Good morning and happy Wednesday! Today our guest blogger is a dear friend and colleague, Jim Fellers. Jim is the pastor at Gresham United Methodist Church. Jim and I worked together for four years in Corvallis. I have learned soooo much about ministry and journeying from this man. Jim and I still chat often, challenge each other and joke a lot. He loves a good pastry with a good cup of coffee. He has a passion for travel and for social justice…enjoy.
Luke 15:2 (CEB) The Pharisees and legal experts were grumbling saying, “This man welcomes sinners and eats with them.”
In recent weeks, Gresham has received national attention over the refusal of a local bakery to make a cake for a same sex marriage. The owners claim that their Christian faith instructs them not to support a homosexual union.

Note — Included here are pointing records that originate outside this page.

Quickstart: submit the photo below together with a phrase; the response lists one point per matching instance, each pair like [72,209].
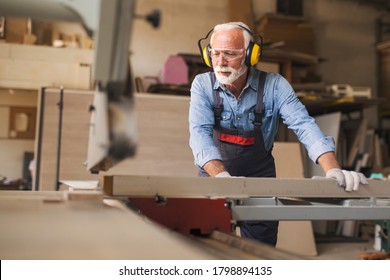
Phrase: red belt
[236,139]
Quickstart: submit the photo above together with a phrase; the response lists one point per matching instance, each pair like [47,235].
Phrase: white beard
[234,74]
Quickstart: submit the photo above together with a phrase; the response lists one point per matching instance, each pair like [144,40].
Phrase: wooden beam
[146,186]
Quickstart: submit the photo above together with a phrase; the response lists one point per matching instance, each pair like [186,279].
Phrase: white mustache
[224,69]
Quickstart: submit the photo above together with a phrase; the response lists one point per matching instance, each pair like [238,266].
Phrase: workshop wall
[345,38]
[12,150]
[182,24]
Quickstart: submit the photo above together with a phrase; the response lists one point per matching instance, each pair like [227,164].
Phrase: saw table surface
[60,225]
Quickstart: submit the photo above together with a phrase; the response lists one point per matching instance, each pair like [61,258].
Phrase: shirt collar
[252,80]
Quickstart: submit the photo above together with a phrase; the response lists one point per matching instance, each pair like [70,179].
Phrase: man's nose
[221,60]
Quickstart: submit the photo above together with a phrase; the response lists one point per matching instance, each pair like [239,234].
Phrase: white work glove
[348,179]
[223,174]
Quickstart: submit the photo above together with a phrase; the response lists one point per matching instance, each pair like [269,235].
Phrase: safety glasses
[227,54]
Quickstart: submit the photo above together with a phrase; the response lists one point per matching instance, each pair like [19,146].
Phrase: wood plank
[238,187]
[35,228]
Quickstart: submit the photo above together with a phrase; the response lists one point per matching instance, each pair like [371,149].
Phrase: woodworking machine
[188,205]
[113,128]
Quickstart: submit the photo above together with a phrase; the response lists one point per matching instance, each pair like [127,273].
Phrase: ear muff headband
[252,53]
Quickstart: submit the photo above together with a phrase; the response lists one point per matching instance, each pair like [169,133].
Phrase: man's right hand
[223,174]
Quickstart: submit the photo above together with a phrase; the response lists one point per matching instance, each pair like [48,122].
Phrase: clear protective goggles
[227,54]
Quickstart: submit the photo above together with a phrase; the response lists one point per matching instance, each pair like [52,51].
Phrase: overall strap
[259,109]
[218,104]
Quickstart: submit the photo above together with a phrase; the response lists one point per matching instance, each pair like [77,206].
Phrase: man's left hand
[348,179]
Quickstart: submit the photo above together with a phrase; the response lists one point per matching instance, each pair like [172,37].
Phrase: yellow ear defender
[252,52]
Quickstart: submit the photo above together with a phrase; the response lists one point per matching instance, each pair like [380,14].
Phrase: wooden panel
[32,67]
[46,225]
[162,124]
[22,122]
[74,138]
[4,123]
[237,187]
[163,138]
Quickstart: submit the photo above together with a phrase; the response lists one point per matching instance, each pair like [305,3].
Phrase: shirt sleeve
[201,121]
[294,114]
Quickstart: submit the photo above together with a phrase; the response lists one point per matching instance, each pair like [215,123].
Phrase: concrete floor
[343,250]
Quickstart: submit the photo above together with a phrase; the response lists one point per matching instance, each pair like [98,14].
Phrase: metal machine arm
[113,128]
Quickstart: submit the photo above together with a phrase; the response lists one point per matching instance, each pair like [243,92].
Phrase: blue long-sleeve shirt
[280,101]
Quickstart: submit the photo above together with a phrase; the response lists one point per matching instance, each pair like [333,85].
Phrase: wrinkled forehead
[228,39]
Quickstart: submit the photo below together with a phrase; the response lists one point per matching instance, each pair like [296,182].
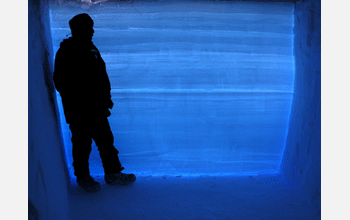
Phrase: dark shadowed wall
[302,157]
[47,176]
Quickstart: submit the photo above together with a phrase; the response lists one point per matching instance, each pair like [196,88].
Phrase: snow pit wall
[302,157]
[47,172]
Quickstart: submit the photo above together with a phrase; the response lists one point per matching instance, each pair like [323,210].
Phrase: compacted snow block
[302,157]
[199,87]
[47,178]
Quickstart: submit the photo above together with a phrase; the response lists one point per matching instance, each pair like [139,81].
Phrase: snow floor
[201,197]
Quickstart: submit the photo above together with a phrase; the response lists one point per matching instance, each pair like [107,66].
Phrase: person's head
[81,26]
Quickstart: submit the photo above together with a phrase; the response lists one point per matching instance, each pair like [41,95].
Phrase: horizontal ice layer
[198,88]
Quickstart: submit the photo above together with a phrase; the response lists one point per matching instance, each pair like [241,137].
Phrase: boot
[88,184]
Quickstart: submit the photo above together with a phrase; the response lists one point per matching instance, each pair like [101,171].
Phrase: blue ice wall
[47,173]
[199,88]
[302,158]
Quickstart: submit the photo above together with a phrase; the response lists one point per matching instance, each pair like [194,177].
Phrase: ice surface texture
[198,87]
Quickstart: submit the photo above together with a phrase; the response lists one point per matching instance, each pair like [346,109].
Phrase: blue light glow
[199,88]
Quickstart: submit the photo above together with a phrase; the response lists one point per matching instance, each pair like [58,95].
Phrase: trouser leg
[104,140]
[81,148]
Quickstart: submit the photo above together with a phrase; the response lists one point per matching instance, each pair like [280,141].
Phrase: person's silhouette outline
[81,79]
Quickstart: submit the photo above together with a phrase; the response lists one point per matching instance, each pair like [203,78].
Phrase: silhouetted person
[81,79]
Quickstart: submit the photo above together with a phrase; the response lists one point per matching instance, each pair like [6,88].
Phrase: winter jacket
[81,79]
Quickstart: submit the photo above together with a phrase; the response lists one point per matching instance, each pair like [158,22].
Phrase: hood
[71,42]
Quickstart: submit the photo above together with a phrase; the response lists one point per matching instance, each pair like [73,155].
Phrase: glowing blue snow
[202,88]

My response to them is this: You believe homosexuality to be a sin; I do not. However, doesn’t it seem like Jesus’ actions should be powerfully instructive for you? He welcomed and ate with sinners, those whom his religion considered to be unclean and unholy.
Wait a minute. Is that right? Welcomed? Ate? Table fellowship with sinners?

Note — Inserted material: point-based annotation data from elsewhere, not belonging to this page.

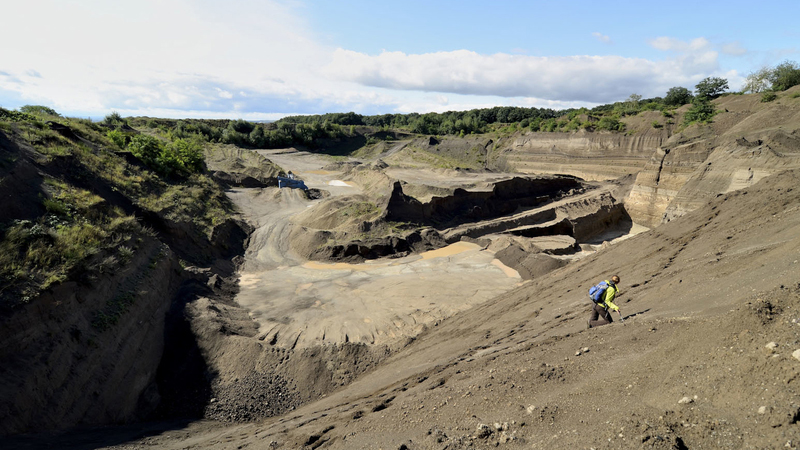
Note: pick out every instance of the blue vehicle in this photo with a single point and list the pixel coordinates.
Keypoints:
(291, 181)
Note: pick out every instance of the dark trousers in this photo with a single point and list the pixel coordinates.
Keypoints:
(600, 316)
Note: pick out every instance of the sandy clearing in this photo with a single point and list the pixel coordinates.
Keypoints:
(299, 303)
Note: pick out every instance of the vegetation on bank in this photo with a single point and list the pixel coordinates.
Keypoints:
(314, 131)
(90, 196)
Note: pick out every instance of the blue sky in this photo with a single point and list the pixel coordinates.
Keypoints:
(263, 59)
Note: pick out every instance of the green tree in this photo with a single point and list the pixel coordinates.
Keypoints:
(114, 119)
(758, 81)
(711, 87)
(677, 96)
(701, 111)
(785, 75)
(39, 110)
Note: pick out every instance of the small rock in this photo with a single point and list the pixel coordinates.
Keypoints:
(483, 431)
(771, 346)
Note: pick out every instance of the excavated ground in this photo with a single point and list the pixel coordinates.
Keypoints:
(708, 355)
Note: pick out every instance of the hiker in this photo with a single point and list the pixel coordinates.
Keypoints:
(600, 309)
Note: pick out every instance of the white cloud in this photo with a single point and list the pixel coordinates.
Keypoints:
(179, 58)
(734, 49)
(594, 79)
(602, 37)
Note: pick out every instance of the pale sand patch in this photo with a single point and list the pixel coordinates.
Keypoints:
(373, 303)
(339, 183)
(511, 273)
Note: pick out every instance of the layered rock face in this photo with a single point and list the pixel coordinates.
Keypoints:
(675, 173)
(589, 155)
(748, 141)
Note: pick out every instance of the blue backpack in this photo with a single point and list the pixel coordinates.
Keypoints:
(597, 292)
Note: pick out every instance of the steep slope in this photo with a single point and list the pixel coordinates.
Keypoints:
(99, 256)
(747, 141)
(703, 296)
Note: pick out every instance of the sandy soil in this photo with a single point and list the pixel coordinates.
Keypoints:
(300, 304)
(705, 358)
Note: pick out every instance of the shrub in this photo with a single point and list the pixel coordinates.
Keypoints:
(39, 110)
(114, 119)
(146, 148)
(610, 123)
(711, 87)
(118, 138)
(785, 75)
(678, 96)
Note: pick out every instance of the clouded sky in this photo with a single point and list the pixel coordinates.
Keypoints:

During the season of Lent many scriptural texts emphasize this radical understanding of God’s love for those considered ‘out of bounds, illegal, or illegitimate.’
I want to make it absolutely clear that I do not consider the LGBTQ community to be in that group. Instead, I want to turn the question about ‘welcoming and eating with sinners’ inward on me and, perhaps, on you.
Followers of Jesus don’t spend time separating themselves from the ‘unclean’—that was the way of Pharisees.
Instead, Christians find ways to infuse a tired, pessimistic world with an elixir of unconditional love
They take the wedding cake to the party and, perhaps, a bottle of their best wine.
Now, the honest part. For me, and other clergy, it is sometimes just as difficult to eat with sinners as it seems to be for the Gresham bakers. Let me blog as a clergy person with the assumption that lay readers will find similar challenges in their own sphere.
We mainline clergy have a special aversion to fellowship with conservative, evangelical pastors. Yes, I have suffered the narrow theological, substitutionary view of atonement: God demands a sacrifice for human sin and Jesus offers his life, pays the price for me. Yes, I believe my conservative colleagues sin when they exclude women from ministry. Yes, I tire of hearing that our president is probably a socialist Muslim who is out to destroy America—a message that is often proclaimed by fundamentalist Christian ‘sinners.’ Yes, I tire of planning a community Good Friday service with my evangelical colleagues who insist on having a resurrection service.
Lent challenges me to leave my comfortable, ‘clean, theologically correct’ friendship circle and venture out to establish redemptive relationships with those whom I consider to be ‘sinners’ – those who miss the mark of Jesus’ radical grace.
Every month I receive an email invitation to join the local pastors’ prayer lunch. So far, I have resisted because it is not fun to spend time with those whose Christian paradigm is so different from my own.
So, Lent invites me to struggle with the same issues that the Pharisees had. Who are those groups or individuals that cause inner terror at the thought of welcoming or, worse yet, sharing a meal?
Perhaps it is time for some of us to call our neighbor at the church of Christ and, at least, meet for coffee. I can’t be too critical of a Gresham baker if I am unwilling to examine the same flaw in my own life.
What action are you contemplating to welcome and eat with sinners?